Three of the four partitions formed by the saltire are emblazoned with a scallop shell. Although there are more than 12 names for Long Island, the name generally preferred by the Indians of the mainland was Seawanhacky or Island of Shells. The scallop shell is also truly heraldic, and a symbol which is often used to signify the flowing of water in the Sacrament of Baptism.
The wavy silver bordure is the heraldic equivalent of water and surrounding, as it does, the other charges, signifies the insular nature of the diocese. The lamb's head is the symbol of St. Agnes, virgin and martyr, the titular of the Cathedral of the Diocese of Rockville Centre. St. Agnes has been represented with a lamb, the symbol of her virginal innocence, since the Middle Ages.

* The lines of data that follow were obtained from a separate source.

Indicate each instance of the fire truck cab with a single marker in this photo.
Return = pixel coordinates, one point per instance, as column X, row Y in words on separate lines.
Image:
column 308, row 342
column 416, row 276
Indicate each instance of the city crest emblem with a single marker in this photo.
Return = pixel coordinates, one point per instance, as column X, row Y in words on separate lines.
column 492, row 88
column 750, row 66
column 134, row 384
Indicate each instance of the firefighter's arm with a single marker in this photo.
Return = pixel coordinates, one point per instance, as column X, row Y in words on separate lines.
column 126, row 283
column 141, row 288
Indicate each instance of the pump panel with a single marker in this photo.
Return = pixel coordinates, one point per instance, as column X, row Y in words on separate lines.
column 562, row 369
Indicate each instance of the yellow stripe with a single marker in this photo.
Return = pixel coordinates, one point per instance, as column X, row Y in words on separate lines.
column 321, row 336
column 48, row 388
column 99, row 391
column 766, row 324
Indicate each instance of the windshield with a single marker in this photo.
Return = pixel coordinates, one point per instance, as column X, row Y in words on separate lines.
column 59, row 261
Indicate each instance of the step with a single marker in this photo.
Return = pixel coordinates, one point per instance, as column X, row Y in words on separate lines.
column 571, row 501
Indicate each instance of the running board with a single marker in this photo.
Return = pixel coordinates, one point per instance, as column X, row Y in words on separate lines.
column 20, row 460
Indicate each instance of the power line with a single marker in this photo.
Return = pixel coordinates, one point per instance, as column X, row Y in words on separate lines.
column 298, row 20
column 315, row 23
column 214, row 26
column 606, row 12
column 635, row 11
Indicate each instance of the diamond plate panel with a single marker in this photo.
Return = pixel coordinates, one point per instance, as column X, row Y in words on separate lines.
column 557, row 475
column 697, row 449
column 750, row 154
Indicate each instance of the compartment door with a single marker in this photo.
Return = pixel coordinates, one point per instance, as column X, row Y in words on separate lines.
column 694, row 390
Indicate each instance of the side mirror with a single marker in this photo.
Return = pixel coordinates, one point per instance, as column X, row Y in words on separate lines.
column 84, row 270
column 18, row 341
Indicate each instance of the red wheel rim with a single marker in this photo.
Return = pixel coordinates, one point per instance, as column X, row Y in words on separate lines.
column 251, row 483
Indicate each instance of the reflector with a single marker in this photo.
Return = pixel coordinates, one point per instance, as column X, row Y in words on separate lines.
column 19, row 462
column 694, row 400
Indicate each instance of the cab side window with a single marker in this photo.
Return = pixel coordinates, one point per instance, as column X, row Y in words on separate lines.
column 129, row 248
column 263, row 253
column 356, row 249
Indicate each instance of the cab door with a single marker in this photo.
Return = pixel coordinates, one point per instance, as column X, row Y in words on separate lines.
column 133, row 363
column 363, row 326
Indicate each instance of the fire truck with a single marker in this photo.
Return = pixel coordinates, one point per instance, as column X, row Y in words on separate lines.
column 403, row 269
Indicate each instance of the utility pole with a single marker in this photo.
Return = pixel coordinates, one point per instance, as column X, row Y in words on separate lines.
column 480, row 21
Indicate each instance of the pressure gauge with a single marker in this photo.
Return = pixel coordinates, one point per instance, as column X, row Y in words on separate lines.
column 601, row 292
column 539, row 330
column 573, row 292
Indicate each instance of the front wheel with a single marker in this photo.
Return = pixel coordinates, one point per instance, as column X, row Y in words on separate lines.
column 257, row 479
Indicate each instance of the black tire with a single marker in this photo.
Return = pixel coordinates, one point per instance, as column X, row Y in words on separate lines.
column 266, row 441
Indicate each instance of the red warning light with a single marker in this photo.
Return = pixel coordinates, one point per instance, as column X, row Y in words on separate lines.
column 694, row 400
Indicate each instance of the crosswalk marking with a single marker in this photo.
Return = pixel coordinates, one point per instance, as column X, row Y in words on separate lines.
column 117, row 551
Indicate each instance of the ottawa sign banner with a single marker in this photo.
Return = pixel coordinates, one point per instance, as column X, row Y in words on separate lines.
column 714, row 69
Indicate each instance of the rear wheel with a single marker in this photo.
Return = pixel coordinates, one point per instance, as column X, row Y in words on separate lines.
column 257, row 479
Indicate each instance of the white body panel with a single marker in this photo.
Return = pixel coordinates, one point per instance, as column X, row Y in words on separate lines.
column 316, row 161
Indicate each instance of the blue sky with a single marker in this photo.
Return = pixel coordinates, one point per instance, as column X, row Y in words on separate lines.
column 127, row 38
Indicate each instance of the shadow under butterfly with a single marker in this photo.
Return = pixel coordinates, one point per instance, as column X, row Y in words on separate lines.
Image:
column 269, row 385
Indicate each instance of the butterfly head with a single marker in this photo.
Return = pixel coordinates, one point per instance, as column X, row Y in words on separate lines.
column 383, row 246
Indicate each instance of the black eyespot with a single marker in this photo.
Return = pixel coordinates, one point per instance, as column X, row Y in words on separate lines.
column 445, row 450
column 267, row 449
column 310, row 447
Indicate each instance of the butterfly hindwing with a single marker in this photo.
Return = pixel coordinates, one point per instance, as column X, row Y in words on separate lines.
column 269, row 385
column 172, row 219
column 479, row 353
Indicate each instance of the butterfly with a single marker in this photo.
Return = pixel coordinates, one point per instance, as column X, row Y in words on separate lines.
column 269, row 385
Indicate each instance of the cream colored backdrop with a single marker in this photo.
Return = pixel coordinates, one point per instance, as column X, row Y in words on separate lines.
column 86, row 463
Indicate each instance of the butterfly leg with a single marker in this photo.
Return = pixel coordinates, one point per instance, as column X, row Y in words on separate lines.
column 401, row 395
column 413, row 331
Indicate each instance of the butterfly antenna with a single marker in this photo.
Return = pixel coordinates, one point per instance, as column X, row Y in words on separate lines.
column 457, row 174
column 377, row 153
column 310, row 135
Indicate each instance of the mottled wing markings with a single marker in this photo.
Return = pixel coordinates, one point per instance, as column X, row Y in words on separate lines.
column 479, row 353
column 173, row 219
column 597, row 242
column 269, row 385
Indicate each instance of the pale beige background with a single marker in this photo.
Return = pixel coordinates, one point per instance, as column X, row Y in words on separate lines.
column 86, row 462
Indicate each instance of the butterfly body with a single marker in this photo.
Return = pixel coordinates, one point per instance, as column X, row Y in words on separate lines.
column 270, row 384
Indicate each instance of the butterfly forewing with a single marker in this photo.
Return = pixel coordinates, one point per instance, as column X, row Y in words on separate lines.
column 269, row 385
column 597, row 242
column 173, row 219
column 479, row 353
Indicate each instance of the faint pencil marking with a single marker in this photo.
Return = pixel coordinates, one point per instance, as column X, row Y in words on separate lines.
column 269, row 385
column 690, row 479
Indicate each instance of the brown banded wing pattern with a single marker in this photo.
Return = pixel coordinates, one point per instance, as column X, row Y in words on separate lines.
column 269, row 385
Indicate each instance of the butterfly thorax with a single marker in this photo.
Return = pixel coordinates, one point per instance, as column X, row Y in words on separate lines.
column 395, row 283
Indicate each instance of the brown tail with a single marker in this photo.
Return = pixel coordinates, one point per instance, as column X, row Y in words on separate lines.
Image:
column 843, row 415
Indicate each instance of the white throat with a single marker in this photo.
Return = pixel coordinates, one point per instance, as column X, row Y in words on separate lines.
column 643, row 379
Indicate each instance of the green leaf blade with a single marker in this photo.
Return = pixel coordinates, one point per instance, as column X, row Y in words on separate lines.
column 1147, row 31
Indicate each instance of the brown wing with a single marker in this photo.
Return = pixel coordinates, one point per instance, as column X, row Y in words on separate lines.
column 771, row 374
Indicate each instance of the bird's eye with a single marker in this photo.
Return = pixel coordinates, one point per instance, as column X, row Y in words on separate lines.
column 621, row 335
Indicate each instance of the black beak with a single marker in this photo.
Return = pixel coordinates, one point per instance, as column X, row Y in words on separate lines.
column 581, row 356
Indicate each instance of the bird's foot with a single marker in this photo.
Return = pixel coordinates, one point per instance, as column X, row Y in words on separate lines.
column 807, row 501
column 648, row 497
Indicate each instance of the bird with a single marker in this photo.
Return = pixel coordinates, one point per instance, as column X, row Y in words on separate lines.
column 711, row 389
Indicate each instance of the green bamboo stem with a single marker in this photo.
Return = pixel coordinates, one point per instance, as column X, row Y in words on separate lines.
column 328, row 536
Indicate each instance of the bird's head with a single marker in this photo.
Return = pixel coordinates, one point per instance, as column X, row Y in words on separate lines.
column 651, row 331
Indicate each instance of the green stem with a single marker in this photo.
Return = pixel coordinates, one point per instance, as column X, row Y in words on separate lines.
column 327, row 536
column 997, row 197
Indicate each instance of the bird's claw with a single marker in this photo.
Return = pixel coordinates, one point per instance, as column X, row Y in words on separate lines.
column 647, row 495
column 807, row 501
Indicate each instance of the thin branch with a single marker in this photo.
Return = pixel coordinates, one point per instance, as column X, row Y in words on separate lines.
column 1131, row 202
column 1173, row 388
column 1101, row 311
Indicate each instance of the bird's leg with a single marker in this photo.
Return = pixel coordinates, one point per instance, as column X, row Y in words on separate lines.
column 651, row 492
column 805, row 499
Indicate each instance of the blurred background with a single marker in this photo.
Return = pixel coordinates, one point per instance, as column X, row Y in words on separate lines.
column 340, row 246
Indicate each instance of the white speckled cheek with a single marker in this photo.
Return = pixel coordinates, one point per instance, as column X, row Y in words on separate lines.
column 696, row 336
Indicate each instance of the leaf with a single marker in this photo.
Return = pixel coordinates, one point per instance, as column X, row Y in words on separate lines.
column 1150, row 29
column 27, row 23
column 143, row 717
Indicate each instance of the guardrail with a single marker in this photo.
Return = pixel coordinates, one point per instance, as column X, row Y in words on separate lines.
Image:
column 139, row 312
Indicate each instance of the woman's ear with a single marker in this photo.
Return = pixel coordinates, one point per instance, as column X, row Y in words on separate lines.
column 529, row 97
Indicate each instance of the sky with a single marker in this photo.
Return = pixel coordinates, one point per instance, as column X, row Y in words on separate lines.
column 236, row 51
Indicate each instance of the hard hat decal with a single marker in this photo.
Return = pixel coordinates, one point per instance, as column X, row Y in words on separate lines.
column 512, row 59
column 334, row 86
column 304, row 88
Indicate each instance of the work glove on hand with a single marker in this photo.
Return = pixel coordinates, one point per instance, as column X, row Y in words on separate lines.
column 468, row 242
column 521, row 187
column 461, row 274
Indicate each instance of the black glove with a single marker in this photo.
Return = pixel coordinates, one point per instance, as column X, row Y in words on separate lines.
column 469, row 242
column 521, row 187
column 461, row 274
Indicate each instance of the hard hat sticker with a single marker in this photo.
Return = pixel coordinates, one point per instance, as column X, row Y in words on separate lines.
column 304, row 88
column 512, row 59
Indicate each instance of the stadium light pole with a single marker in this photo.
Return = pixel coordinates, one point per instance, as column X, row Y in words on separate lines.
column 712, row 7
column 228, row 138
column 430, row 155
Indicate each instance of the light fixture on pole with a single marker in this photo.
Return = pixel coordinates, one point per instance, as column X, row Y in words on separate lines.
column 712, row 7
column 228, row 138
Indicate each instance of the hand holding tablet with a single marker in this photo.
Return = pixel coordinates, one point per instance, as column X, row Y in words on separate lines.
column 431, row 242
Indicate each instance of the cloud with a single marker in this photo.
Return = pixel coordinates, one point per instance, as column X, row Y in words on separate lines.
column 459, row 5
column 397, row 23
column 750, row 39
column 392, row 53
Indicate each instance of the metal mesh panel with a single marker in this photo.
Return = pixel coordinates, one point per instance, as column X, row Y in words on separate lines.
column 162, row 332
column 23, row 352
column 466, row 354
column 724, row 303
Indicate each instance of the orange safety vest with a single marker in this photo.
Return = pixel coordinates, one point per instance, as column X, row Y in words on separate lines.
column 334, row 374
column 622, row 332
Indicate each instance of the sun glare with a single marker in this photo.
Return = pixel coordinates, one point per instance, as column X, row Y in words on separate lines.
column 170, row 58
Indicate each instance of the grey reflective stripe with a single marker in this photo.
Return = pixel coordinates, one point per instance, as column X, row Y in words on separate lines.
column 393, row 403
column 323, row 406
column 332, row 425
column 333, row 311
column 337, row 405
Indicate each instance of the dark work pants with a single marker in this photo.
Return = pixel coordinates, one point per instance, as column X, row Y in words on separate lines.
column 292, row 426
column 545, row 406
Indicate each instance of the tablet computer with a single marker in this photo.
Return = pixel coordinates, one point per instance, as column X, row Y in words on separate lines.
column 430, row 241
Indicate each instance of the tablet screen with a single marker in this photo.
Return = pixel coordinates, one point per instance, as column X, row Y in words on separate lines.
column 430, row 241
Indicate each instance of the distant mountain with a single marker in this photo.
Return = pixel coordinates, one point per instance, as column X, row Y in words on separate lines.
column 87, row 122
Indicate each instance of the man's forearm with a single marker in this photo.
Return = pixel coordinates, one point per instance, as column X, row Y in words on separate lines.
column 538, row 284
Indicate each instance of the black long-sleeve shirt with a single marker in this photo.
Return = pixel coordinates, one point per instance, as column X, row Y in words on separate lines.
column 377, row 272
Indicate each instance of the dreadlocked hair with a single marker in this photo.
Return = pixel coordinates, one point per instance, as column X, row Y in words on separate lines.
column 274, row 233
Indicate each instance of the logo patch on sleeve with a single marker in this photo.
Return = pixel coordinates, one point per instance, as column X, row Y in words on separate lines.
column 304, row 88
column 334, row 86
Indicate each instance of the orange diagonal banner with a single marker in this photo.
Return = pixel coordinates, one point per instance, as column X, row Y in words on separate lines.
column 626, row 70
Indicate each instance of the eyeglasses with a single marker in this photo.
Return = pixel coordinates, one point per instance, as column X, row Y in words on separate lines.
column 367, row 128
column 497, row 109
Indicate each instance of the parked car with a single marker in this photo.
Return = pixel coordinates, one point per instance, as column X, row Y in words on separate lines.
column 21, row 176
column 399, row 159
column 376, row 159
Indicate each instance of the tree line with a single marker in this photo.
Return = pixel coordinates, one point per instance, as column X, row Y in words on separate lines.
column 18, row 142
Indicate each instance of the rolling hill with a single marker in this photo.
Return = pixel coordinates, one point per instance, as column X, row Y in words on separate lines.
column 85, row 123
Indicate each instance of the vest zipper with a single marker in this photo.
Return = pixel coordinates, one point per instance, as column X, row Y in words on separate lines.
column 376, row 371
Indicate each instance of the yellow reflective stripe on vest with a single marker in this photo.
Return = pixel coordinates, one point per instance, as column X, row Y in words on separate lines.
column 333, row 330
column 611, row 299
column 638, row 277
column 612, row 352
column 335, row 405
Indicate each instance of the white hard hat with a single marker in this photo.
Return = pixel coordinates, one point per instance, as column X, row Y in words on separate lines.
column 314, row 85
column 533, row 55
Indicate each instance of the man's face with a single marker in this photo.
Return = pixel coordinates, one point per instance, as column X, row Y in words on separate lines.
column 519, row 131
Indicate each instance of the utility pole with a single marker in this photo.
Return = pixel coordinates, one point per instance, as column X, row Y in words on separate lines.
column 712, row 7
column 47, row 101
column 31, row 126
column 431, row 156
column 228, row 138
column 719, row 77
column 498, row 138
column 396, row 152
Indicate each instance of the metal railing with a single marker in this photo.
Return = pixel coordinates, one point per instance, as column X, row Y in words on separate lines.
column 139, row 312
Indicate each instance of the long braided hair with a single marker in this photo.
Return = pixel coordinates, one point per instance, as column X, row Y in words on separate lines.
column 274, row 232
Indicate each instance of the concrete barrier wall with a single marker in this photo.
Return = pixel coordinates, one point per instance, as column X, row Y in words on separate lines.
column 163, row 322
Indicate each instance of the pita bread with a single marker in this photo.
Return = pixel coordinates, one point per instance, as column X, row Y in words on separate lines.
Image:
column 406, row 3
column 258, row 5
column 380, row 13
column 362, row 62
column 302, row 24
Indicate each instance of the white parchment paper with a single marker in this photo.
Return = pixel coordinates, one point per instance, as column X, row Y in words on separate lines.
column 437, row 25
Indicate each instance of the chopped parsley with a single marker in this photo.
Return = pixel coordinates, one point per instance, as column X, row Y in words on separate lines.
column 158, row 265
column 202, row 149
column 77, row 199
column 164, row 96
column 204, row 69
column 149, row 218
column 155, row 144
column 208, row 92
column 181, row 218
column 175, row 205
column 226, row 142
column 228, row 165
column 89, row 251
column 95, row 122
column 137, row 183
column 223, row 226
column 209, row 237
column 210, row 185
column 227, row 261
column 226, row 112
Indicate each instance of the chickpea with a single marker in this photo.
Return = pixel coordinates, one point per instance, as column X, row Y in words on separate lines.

The black roundel in the center of the shield with the three stones or rocks affords canting arms for Rockville Centre. The black roundel is in the exact center of the shield. The three rocks or stones are derived from the coat of arms of Pope Pius XII, who established the new Diocese of Rockville Centre in April, 1957. The roundel is tinctured in black to represent the seventeenth century name of Brooklyn, from the diocese from which the See of Rockville Centre was separated. The black tincture represents the marshes, which recalled to the Dutch their homeland in Breuckelen in the Province of Utrecht. The Dutch who first settled Brooklyn called it Breuck-Landt meaning broken land, or marshland, inasmuch as a great deal of the land was broken up by patches of water.
The external ornaments of the shield are composed of the pontifical hat with its six tassels on each side, disposed in three rows, all in green, and the Episcopal cross colored in gold. These are the heraldic insignia of a prelate of the rank of Bishop in accordance with the Instruction of the Holy See of April 17, 1969.